I am trying to debug a kernel that uses some surface objects and cuda arrays. To that end I am using NVIDIA NSight with my VS2017, debugging in Next-Gen mode. However, it takes forever to run over any cudaMalloc invocation that are necessary before my kernel launches. This seems like a very basic use case. Am I doing something wrong?

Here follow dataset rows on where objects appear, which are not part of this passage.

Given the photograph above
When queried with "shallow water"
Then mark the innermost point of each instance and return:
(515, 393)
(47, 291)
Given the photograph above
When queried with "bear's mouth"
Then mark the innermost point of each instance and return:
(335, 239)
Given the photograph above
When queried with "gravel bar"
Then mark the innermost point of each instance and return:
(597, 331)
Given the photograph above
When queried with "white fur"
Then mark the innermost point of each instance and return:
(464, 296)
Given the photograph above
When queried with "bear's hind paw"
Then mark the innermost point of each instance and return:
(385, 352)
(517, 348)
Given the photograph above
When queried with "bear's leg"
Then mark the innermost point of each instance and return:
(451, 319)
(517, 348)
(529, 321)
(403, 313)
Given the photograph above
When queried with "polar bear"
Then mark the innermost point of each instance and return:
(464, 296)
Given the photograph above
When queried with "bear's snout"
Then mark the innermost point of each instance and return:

The following minimal code that actually does nothing but allocate, never finishes (waited several minutes) with NSight debugging.


#include <cuda_runtime.h>

int main() {
  int width = 800;
  int height = 600;

  void* devMemory;
  cudaMalloc(&devMemory, 1);

  return 0;

I am working with Visual Studio 2017 and CUDA 10.1, running on Windows 10 and GTX 780.
Nsight version: 2019.2.0.19109

I’m facing similar issues on RTX 2060 and VS2019. What’s more, “next-gen debugging” is only available after VS is freshly launched. If I let code freeze on cudaMalloc and cancel this debugging session, “next-gen debugging” becomes greyed out until I restart VS. This is really infuriating, as this is a very basic use case.

Note that the

  • Legacy Debugger supports Pascal and earlier (including the GTX780/Kepler)
    • I would expect there to be an error notification and/or message in the output view
  • Next-Gen Debugger supports Pascal and later (including the RTX2060/Turing)
    • I can't repro this on my TITAN RTX
    • Is your win10 is RS4 or later? (for WDDM driver mode debugging)
    • I'd recommend getting the latest driver (at least 425.25)

See the debugger support table (for OS/driver/GPU configuration support)

I’m running Windows 10 1903 and 431.60 drivers. Rest of CUDA stack is also at newest versions, downloaded just yesterday.